Ama üretmek, tarımı, sanayii planlı bir yöntem izleyerek güçlendirip, israfı önleyip adil bir gelir dağılımı sağlayarak devletin gelir kaynaklarını çoğaltmak yerine, ardı ardına milyarlarca liralık vergi afları, yandaş şirket kurtarmaları, imar afları, ülkenin kaynaklarının devasa bölümünü inşaata-betona gömme saplantısı, ucu açık finansmanlı sonunda maliyeti halkın sırtına yüklenen köprü, havaalanı gibi yandaşlara kaynak aktarımı yanında, yeni arazi rantlarının yaratılmasını da amaçlayan “mega” projeler, dünyanın en lüks bilmem kaçıncı uçağını alan, dünyanın en lüks ve pahalı onlarca arabası ile saltanat süren, ülkede ne kadar saray varsa bunlar yetmiyormuş gibi 1500 odalı saray ve 250 odalı saraycıktan sonra Marmaris Okluk koyunda 300 odalı 400 çalışanlı ve 11 dekar da deniz doldurularak yapılan saraylar yeğ tutuluyor…

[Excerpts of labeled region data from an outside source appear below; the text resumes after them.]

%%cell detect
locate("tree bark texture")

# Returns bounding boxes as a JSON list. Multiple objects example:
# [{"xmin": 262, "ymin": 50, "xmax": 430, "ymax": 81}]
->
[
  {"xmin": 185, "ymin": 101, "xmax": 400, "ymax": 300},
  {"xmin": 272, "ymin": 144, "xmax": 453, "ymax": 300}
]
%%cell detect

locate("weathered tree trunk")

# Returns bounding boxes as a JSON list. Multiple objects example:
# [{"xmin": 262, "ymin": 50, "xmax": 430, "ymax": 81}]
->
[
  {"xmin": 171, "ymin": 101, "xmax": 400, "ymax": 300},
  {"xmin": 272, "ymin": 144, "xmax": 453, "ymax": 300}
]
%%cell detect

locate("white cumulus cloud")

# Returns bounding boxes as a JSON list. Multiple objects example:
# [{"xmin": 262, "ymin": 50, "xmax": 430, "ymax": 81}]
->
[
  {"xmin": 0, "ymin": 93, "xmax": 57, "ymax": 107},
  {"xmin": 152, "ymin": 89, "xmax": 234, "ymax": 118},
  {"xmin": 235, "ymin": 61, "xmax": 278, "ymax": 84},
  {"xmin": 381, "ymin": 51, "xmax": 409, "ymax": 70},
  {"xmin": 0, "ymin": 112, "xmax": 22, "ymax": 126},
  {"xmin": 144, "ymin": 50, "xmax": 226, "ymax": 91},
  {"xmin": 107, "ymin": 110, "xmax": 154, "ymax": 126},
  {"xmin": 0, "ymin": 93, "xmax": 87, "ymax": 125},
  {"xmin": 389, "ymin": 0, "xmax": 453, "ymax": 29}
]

Tabii bu gidişatın doğal sonucu imam…., Cemaat…… durumu, savurganlık ve yolsuzlukların tüm yönetenlere yayılması kaçınılmaz…

Döviz paritesindeki deprem ve yanlışlarla dolu, bir tuhaf ekonomi yönetiminin akıl almaz hata, saplantıları ve giderek “bağlantıları”, 5milyonu bulduğu söylenen sığınmacının ekonomik maliyeti,  tüm yönetenlere yayılan israf ve safahatın ağır yükü, bu gidişatla sağlanması mümkün olamayacak bütçe dengeleri için vergi ve zamlarla halkın kamburlaşmış sırtına ha babam de babam yükleniyor…

Irak’ta bile halk işsizlik ve yoksulluğa karşı tepkilerini ortaya koyarken, ülkedeki bu derin sessizlik sizlere hiç düşündürücü gelmiyor mu?